Blue Echo vs Van Courtland Blue
Both are Benjamin Moore colors. These are both blue-greys, so the question isn't which hue to choose — it's where within blue-grey to land. At LRV 31 vs 24, Van Courtland Blue will read as the brighter of the two — a 7-point gap that matters most in north-facing or low-light rooms. They share a blue quality — useful to know if you're layering them in the same space. At ΔE 7.4, the difference is perceptible but not dramatic — the two can work harmoniously in the same space. Below you'll find 1 real-room photo comparison where both colors appear side by side, plus 5 simulated room previews.
Blue Echo vs Van Courtland Blue in Real Spaces
1 real room side by side. Blue Echo and Van Courtland Blue are close enough that the difference can be hard to judge from a chip alone — these photos show how each reads at scale, across different spaces and lighting conditions.
Living Room
Living rooms test a color across a full range of conditions — morning sun, afternoon shade, and evening lamp light all shift how both of these read. Van Courtland Blue has the edge in reflectance, which shows as a quiet sense of added space rather than an obvious contrast.
Color Details
Blue Echo vs Van Courtland Blue Simulated Comparison
5 simulated room previews — drag the slider on each to see Blue Echo on one side and Van Courtland Blue on the other.

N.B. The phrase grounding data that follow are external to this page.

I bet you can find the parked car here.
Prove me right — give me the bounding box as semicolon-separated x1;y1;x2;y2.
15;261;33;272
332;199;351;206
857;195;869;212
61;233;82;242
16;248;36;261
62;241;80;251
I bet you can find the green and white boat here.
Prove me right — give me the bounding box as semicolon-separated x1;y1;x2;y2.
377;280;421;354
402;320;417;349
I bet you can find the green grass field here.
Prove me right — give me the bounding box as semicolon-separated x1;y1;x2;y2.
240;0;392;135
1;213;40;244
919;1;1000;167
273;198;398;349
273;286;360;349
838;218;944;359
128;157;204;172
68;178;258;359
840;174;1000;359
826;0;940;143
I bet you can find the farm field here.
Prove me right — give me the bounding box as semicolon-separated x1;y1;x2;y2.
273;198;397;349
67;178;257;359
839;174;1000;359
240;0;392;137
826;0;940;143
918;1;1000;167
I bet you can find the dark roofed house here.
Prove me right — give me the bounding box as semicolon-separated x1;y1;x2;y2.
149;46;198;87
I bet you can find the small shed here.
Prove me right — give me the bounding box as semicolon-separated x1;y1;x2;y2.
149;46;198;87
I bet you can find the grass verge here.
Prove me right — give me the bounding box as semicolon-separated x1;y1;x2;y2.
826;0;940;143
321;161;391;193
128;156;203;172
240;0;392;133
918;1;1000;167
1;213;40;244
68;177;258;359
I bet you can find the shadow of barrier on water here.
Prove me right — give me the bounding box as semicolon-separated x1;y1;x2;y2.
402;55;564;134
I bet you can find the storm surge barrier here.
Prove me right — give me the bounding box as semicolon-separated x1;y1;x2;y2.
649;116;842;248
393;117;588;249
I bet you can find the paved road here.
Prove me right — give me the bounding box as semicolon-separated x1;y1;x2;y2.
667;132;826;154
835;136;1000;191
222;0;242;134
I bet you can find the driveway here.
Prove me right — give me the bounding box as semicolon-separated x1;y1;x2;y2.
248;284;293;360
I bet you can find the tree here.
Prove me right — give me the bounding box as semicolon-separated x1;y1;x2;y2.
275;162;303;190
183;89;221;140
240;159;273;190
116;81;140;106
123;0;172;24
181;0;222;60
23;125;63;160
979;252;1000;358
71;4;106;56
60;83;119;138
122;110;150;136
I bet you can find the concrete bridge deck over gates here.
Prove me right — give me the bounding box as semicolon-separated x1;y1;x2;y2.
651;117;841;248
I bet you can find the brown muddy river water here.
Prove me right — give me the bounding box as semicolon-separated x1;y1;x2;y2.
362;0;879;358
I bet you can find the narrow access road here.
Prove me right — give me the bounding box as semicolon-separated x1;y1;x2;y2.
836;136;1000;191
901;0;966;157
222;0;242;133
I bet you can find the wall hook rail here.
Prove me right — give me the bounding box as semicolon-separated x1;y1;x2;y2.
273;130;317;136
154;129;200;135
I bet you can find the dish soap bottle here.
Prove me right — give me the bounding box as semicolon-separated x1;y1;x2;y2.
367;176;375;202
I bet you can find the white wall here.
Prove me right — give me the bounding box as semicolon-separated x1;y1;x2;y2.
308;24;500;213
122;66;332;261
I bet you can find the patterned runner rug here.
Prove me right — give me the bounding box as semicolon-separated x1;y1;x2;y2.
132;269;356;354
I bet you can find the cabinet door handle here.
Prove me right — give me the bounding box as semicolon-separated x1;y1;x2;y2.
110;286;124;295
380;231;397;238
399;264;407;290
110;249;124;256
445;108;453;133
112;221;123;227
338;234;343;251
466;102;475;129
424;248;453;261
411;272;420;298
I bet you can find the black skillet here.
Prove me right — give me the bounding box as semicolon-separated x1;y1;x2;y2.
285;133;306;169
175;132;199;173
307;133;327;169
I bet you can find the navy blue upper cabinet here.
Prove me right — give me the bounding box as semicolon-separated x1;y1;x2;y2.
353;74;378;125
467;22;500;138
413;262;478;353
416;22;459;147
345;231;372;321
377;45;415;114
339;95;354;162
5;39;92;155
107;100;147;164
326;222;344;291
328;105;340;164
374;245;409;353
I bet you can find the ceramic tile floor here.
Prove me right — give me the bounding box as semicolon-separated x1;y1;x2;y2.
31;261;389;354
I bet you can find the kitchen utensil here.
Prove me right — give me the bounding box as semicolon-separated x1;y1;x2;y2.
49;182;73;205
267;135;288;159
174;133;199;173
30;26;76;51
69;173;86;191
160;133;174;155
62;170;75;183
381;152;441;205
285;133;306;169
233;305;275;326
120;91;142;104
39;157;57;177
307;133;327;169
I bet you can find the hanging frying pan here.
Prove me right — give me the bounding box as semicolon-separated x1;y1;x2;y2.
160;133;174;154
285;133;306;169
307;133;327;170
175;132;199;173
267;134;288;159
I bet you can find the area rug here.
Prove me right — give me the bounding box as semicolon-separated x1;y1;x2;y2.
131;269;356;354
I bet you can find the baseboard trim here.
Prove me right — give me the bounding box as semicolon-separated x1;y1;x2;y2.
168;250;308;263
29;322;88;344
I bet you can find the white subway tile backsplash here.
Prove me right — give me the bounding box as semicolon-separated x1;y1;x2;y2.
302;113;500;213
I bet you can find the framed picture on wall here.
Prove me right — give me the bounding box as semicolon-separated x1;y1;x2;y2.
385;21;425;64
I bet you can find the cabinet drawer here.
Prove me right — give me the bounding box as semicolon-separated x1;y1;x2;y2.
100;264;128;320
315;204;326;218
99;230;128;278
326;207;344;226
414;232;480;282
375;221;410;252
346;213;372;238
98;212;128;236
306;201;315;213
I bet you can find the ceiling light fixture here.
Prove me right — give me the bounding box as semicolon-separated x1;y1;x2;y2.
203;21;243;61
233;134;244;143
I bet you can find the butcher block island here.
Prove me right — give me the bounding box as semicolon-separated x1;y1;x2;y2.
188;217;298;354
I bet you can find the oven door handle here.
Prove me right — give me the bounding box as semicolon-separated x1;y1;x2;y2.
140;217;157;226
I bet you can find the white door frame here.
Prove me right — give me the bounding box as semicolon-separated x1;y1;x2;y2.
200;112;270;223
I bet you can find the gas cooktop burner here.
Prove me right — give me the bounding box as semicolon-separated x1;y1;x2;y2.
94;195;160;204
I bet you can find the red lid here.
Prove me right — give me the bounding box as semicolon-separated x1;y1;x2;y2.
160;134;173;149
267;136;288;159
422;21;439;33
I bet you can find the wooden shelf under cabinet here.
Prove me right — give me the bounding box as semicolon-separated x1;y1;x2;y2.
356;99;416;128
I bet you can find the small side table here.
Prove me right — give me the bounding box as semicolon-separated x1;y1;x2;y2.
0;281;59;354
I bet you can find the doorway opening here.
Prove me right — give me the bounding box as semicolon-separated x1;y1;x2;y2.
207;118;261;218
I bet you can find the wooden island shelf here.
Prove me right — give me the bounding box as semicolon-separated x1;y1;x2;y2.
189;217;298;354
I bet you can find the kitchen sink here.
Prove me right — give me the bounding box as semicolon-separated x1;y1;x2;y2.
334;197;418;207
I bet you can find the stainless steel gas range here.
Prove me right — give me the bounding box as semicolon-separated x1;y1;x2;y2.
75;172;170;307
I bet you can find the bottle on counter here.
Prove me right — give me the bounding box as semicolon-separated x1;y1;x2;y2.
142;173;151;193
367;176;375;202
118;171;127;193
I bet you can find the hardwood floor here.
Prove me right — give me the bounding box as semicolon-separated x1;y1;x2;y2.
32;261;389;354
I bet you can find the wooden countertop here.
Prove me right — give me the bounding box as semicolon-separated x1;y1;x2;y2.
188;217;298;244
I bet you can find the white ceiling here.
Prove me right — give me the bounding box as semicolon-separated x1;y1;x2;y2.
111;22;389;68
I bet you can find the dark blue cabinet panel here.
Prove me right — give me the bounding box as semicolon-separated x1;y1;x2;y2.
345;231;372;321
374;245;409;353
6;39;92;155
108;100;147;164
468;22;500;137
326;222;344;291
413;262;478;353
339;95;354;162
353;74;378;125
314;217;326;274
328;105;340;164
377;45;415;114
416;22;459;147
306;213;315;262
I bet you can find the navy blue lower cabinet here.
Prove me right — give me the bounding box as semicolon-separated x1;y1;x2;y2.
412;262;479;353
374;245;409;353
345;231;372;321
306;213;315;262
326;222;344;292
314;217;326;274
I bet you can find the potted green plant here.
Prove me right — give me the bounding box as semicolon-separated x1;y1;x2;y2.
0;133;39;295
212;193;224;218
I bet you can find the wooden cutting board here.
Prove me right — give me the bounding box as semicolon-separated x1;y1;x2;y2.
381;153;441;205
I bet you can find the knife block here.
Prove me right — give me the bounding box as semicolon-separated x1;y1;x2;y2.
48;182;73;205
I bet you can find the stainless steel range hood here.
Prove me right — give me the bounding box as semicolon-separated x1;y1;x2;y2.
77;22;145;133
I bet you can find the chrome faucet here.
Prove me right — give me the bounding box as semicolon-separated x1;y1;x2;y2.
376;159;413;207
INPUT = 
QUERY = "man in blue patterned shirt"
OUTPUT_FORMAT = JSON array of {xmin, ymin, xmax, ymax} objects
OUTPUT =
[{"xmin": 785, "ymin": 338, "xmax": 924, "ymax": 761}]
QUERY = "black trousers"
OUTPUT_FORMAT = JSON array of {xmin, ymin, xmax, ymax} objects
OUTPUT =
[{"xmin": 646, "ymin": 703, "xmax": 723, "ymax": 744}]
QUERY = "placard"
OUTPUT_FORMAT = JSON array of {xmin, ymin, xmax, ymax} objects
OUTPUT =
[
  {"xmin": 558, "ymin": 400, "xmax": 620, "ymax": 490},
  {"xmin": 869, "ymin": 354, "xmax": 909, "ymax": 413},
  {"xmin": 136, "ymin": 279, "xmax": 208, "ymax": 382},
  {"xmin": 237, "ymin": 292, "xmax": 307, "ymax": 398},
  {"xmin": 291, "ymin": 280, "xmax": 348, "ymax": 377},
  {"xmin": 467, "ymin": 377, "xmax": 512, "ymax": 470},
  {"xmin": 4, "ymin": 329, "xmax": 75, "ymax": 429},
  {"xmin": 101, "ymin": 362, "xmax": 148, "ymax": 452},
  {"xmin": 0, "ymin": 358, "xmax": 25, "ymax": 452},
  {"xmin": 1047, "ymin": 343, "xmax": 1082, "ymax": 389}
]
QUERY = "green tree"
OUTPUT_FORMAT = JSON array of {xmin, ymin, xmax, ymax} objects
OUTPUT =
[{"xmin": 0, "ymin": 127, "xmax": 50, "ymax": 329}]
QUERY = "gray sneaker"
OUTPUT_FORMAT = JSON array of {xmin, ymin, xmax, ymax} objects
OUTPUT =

Digital color is approximate. These simulations are generated from the manufacturer's hex values and overlaid on grayscale room photos — your screen's calibration, brightness, and viewing angle all affect how they render. Before committing to either color, test physical samples in your own space under the light you actually live with.
More Blue Echo comparisons
See how Blue Echo stacks up against other well-photographed colors across different brands and tones.